Les manifestations corporelles des patients sont très souvent abordées tout au long des épisodes de cette série. Il faut juste préciser qui si le corps représente un élément important dans notre travail de psy cela ne se passe pas tout à fait de cette manière.
La voix qui faiblit ou qui s’intensifie, le souffle qui s’accélère, les larmes, les sanglots signifient la présence du corps en séance. Cela peut aussi se manifester par une douleur viscérale ou une migraine.
La fausse couche sur le divan ou les vomissements en direct sont improbables.
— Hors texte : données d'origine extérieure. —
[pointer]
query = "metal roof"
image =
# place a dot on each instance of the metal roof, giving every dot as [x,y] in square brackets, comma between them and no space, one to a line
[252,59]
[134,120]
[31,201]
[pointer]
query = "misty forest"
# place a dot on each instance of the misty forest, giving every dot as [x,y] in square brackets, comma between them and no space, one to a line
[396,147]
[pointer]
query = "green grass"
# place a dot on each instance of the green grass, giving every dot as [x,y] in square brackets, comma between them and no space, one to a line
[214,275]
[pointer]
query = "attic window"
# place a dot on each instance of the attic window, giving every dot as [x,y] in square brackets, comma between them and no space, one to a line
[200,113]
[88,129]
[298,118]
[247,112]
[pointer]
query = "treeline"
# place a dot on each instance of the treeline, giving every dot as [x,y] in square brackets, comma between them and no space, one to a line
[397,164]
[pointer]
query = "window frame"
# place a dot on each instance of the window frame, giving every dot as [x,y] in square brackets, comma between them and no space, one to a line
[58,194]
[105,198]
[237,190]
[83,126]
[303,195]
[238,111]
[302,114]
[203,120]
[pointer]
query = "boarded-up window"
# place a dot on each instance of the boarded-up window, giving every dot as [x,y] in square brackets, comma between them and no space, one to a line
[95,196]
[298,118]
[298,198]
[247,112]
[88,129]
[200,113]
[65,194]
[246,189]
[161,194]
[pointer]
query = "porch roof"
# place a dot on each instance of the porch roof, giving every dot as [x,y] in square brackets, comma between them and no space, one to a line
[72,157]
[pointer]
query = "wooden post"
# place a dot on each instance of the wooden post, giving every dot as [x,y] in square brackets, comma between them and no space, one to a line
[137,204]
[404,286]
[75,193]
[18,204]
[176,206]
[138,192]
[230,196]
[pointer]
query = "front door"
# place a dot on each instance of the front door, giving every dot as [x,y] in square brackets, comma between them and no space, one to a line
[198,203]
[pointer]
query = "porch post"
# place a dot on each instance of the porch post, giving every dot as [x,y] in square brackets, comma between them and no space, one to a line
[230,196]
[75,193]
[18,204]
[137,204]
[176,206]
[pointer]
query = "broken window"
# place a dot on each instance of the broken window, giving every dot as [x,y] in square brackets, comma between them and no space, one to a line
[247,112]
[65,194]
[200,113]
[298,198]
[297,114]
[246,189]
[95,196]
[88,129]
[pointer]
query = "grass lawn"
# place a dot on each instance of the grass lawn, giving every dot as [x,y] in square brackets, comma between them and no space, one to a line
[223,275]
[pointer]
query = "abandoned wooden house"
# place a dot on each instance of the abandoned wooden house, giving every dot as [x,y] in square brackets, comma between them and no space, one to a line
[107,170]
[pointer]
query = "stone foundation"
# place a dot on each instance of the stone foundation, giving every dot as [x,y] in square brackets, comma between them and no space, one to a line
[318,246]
Les épisodes courts ressemblent au temps des séances et invitent les spectateurs à participer au rythme si particulier d’une psychothérapie. Ils auront presque l’impression de suivre les séances en temps réel pour assister à l’évolution de chaque patient, tous en souffrance, chacun dans sa singularité.
Le temps et la régularité rythmeront les avancées du travail de la psychothérapie ou de la psychanalyse.
Quelques principes fondamentaux sont posés et pour un public non informé il faut préciser la notion de confidentialité en psychanalyse qui relève du secret professionnel. Ce qui se dira dans le bureau restera entre le patient et son praticien. Si par exemple quelque chose devait être rapporté aux parents d’un jeune en psychothérapie cela ne se ferait qu’en sa présence et après l’en avoir informé.
Une série pédagogique
La dimension pédagogique de cette série permet aussi d’aborder pour ceux qui s’y intéressent certains processus psychiques. Cela permet de parler de l’inconscient, d’expliquer par exemple ce qu’est un souvenir-écran, un acte manqué ou le refoulement. Enfin il n’est pas inutile de rappeler que c’est le patient qui sait de quoi il souffre. Le psychanalyste est là pour l’aider à déchiffrer comment sa souffrance se traduit par des symptômes.
Présenter l’envers du décor avec ces moments où le psy se retrouve face à ses doutes est tout à fait intéressant. Le praticien connaît son métier, il maitrise sa technique, mais cela ne l’empêche pas de questionner sa pratique. Il faut juste préciser que généralement il n’entretient pas de relations amicales avec celui ou celle qu’il va choisir pour cet exercice… Le contrôleur n’est pas non plus censé partager ses difficultés personnelles avec l’analyste qui le consulte.
Le patient, héros de sa propre vie
Cette série pourrait s’envisager comme une invitation à être le héros de sa propre série, puisqu’en séance, le patient est au centre de ce qui va se dérouler avec l’aide professionnelle et bienveillante de son psy.
Mais après tout n’est-ce pas l’objectif de la psychothérapie et de la psychanalyse?
Lorsque les réalisateurs mettent en scène la rencontre entre des patients et leur psy, ils nous montrent comment la parole se délie, les mots reviennent, les images et les souvenirs douloureux ressurgissent. On passe ainsi des angoisses aux larmes qui libèrent. Les colères enfin entendues se comprennent et s’apaisent lorsqu’elles sont formulées.
Grâce à ce processus, le patient va pouvoir accéder à ses propres choix. Car il s’agit bien de mieux se connaître pour se comprendre soi-même.